Giving up something for Lent is always a challenge for me. I suppose I have as many frills in my life as anyone, but I'm not sure what they are. You don't give up foods when you're underweight, you don't give up sleep time when you've got a strong tendency to writing-induced insomnia, and you don't give up the Internet when you're a member of a group blog. At least, you shouldn't.
Coffee? I like it, but I never just buy or pour it for myself. Alcohol? Likewise. Soda? I might have that twice between now and Easter. Novels? I'm a part of two book clubs. Chocolate? I'm not giving up chocolate. Heh.
Lent, anyway, means more than just "giving something up": it's a time of fasting combined with prayer and almsgiving. My husband manages most of the alms around here (thank God--I put bills in stacks and forget about them), so the giving aspect is pretty much a "Hey, do you think we should ..." kind of deal for me. As for prayer and fasting, though, here's what I've managed to come up with:
1. Internet not immediately needed for work is for use only on lunch break and before/after work hours. That means you, Google Reader. (The Hog's Head, my own blog, and research for writing all count as "work" for these purposes--I'm trying to control the internet's influence on my life, not shirk obligations just because I like them.) The goal here is to order my life so that my top priorities get taken care of first.
[Note: I'm a homemaker, in case any of you don't know that--I'm not reading blogs on employer time, I promise! Also, since I blog myself, I would consider it a breach of honor to stop reading other people's. I'm not going forty days without my Google Reader--just limiting myself.]
2. Make a daily effort to care less about hearing the sound of my own voice, to delight less in myself and to listen more closely to others.

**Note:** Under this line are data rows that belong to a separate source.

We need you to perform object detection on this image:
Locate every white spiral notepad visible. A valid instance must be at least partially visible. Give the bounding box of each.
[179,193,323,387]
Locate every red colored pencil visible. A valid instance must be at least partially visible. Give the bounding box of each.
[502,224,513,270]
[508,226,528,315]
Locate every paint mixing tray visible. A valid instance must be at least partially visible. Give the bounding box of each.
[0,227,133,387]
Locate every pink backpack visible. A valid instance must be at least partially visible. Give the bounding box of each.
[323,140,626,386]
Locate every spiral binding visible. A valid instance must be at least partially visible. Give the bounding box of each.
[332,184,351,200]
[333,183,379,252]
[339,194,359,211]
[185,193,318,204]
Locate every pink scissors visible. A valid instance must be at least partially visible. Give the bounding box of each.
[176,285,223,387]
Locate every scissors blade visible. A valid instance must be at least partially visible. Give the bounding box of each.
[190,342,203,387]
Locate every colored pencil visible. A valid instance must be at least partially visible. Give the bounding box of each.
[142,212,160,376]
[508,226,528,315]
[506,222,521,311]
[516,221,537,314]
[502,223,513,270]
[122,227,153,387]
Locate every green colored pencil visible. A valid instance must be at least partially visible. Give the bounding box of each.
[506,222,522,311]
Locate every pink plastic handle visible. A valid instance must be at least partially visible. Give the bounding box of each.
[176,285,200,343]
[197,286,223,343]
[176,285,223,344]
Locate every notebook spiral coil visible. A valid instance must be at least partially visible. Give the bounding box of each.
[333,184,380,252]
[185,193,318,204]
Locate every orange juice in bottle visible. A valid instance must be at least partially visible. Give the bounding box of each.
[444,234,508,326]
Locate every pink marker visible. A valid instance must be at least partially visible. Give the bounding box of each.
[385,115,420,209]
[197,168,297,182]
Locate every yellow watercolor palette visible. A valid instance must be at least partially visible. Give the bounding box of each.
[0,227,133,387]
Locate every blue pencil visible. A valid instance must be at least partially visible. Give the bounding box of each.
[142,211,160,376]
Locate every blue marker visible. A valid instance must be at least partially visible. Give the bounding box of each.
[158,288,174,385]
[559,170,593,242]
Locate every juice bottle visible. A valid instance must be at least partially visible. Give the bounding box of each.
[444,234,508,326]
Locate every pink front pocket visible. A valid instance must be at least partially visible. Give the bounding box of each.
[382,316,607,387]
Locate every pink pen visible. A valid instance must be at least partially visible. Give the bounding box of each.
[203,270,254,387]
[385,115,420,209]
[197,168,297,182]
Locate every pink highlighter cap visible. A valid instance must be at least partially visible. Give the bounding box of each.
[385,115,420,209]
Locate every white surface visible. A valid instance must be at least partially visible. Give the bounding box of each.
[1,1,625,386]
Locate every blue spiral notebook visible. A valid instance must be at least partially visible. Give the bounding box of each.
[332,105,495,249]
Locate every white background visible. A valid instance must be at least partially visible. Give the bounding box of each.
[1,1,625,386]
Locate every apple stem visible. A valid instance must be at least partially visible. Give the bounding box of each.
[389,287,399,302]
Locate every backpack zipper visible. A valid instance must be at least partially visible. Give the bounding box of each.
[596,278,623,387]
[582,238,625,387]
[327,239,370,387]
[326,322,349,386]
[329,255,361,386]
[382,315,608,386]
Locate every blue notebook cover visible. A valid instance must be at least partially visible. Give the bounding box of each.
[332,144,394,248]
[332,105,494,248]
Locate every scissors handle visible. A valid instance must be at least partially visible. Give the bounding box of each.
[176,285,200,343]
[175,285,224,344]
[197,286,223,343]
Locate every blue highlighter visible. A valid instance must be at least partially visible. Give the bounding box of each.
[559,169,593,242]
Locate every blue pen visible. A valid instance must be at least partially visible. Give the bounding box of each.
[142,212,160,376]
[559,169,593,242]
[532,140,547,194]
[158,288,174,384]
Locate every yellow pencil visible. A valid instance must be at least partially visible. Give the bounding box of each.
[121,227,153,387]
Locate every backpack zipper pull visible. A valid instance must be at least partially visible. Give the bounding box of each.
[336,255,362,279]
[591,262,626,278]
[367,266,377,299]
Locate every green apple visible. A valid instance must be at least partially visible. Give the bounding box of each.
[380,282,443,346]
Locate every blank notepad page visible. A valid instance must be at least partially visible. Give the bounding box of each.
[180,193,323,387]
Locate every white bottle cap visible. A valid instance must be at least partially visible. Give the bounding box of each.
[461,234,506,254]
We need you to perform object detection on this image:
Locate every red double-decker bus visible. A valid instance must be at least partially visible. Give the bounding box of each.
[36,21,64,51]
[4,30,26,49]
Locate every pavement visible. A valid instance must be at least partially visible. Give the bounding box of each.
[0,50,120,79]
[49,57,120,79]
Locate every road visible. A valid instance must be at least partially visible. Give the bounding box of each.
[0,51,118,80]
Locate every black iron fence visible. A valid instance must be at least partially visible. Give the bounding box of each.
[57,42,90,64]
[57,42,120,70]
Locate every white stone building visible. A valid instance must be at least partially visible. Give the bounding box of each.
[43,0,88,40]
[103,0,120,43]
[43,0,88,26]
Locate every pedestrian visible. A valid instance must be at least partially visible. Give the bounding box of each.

3. Pray a Divine Mercy chaplet every day and do the Angelus at noonish when possible.

4. Journal daily, preferably before work to focus my mind--because I haven't done that faithfully in years, and it's a good way both to clear out distractions and to move my mind to spiritual things.

That ought to keep me busy--and hopefully, willingly "denying myself, taking up my cross, and following Christ."